Table 2 presents the results of the gender analysis of the 18 GPPPH. Three partnerships (GAVI, Global Fund for AIDS, TB and Malaria – The Global Fund - and Global Alliance for Clean Cookstoves) had a specific gender strategy, although the understanding of gender varied significantly across the three. For GAVI, gender was defined as “the characteristics of women and men which are socially constructed” while the Global Alliance for Clean Cookstoves emphasised the need to focus their work on girls and women. The Global Fund in its Gender Equality Strategy [35] commits to fund proposals “that scale up services and interventions that reduce gender-related risks and vulnerabilities to infection … and address structural inequalities and discrimination”. The Global Fund was the only partnership to highlight the specific needs of transgender populations (see Table 2) in a policy document, although the Stop TB/UNAIDS Gender Assessment Tool includes transgender health issues as a focus area.
The Stop TB Partnership did not have a published gender strategy, but its overall strategy document defined gender-sensitive policies and gender-specific approaches and stressed that these should “strengthen the response to fulfil the right to health of women and girls, men and boys in all their diversity” [36] . Stop TB, jointly with UNAIDS, has recently released a gender assessment tool to assess country-level HIV and TB epidemics and guide development of gender sensitive and transformative responses [37].
A further five GPPPH (GAIN, RBM, SUN, Micronutrient Initiative and PMNCH) specifically mentioned gender and the health of women and girls in their overall strategy document. None of these partnerships included any mention of a specific focus on the health of men and boys.
Half the GPPPH (AERAS, DNDi, FIND, Global Health Innovative Technology Fund, The Global Road Safety Partnership, International Vaccine Institute, Medicines for Malaria Venture, TB Alliance and the Global PPP for Handwashing) made no mention of gender in their overall strategy, had no gender strategy, and did not allude to the specific health needs of women and girls or men and boys.

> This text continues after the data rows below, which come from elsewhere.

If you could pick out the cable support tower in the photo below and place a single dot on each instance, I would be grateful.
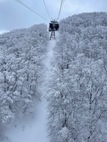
(26, 6)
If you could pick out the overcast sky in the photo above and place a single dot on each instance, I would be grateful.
(15, 16)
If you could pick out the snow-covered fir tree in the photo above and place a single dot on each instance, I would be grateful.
(21, 55)
(77, 92)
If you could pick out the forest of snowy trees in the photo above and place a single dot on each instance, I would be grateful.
(21, 55)
(77, 93)
(77, 86)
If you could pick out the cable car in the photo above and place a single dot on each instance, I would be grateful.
(53, 26)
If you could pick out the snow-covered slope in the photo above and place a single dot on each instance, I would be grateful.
(78, 89)
(21, 55)
(36, 129)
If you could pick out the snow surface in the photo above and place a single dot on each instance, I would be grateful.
(36, 131)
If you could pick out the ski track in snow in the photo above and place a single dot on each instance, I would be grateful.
(36, 131)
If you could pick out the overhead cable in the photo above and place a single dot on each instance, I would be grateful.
(26, 6)
(60, 9)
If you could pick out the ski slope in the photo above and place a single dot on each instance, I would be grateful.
(36, 131)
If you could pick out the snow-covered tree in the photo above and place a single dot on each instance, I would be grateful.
(77, 93)
(21, 55)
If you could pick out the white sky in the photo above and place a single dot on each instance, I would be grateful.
(13, 15)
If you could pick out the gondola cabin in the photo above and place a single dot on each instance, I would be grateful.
(53, 26)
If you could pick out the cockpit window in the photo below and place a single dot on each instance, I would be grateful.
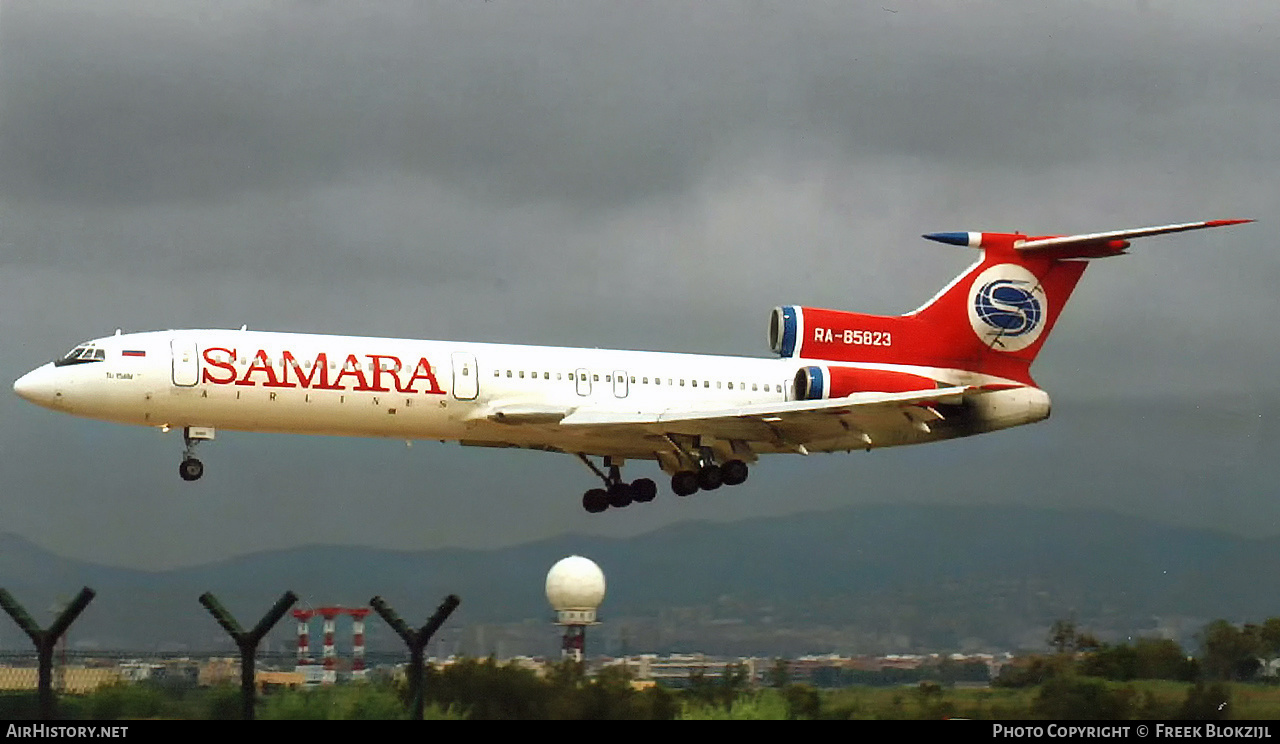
(82, 355)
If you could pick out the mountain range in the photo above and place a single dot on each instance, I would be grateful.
(873, 579)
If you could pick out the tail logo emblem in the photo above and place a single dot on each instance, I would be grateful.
(1008, 307)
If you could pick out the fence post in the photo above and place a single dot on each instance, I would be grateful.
(416, 643)
(247, 642)
(45, 640)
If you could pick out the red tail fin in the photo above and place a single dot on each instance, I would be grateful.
(992, 319)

The governing bodies of identified GPPPH contained between 8 and 27 members; only one partnership (Partnership for Maternal, Newborn and Child Health) had equal numbers of women (n = 12) and men (n = 12) on its board, while Stop TB was close to parity with 12 women and 13 men. For one partnership (Handwashing) it was not possible to identify the gender breakdown of the board since the website listed organisations rather than individuals, and its secretariat did not respond to our request for information. The other 15 partnerships had governing bodies with more men than women, with a gender ratio of up to five times more men than women (Roll Back Malaria). GAVI was the only partnership with a stated policy of gender equality on its governing board, and they have 15 men and 12 women. Of note, women from the private sector were proportionally more under-represented than women in public/other sectors and ten of the 18 boards had no female private sector representation.
Very few of the partnerships reported sex- or gender-disaggregated data in their annual reports or available coverage/impact results. Since 2014, GAVI requires countries to specify when their proposals target a gender-related barrier to immunisation (specified by 39% of proposals to date) and the Scaling Up Nutrition partnership 2015 report mentions that 22 countries have gender responsive allocations, with nutrition data reported for women but not men. The Micronutrient Initiative details the number of women reached through its work. None of the partnerships which focus on the health of infants and children (e.g., through nutritional support or vaccines) provide sex-disaggregated data.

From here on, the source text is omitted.